Шванеке, не отрывая взгляда от русского, ногой захлопнул за собой дверь.

— Значит, не нравится тебе немецкая газета, так? И вообще немцы не нравятся. Не любишь ты их? Да и за что тебе их любить — чуть что не так — и пинок в задницу. Так ведь?

Тартюхин улыбнулся Шванеке, и тому в этой улыбке почудились все тайны Востока. Шванеке почувствовал, как похолодело сердце. И еще лыбится, еще лыбится, даже получив крепкого пинка под сраку! Как это ему удается? И тут взгляд Тартюхина словно опалил его жгучей ненавистью. Это была не просто ненависть русского к немецкому солдату–оккупанту. Это была не ненависть униженного, раздавленного жизнью человека, любящего свою Родину, к тому, кто в чужой форме явился в его страну. Эта была ненависть личного характера. Смертельная, всесокрушающая ненависть, конец которой могло бы положить лишь одно — либо этот желтолицый азиат прикончит меня, либо я, Шванеке…

…Шванеке невольно отступил на шаг и нагнулся, словно готовясь к броску.

— Понимаешь? — спросил Тартюхин.

— Понимаю, — ответил Шванеке.

Молчание.

— Ладно, давай, чего уж там! — прошипел Шванеке. — Я знаю, чего ты хочешь.

— Нет, так не пойдет, — перекореживая немецкие слова, не согласился Тартюхин. — Не теперь. Теперь ты меня просто прибьешь.

— Верно, прибью, — ответил Шванеке.

Тартюхин снова улыбнулся, и улыбка эта никак не желала сходить с его словно вылепленного из глины по образу и подобию китайских божков лица.

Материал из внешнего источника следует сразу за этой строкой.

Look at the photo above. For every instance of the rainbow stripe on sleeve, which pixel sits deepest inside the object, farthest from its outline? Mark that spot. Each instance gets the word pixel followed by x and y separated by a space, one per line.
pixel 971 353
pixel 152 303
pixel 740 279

— А зачем, братец? — негромко спросил он. — Я ведь кто? Я нищий без гроша в кармане, и дом у меня пустой, как видишь… Ничтожество я…

— Точно! Ты — нищий, и дом твой пустой, ты ничтожество. Все так. Но ты — не ничтожество.

Тартюхин, вскочив с грубо сколоченного табурета, семенящими шажками прошелся по хате.

Шванеке опустил автомат. Ведь если я его сейчас пристрелю, думал он, мне ведь ничего не будет. Так и так, мол, набросился на меня ни с того ни с сего. Вскочил с табурета и набросился, я и нажал на спуск, это была необходимая самооборона. Да и не спросит меня никто. Какое им дело до этого таракана? Одним больше, одним меньше — какая, к дьяволу, разница? Тем более что он, может, и партизан. А он точно партизан, это я знаю, нутром чую. И мне скажут: молодец, Шванеке, не растерялся, этих собак здесь вообще всех перевешать да перестрелять надо. Всех их до одного, Шванеке!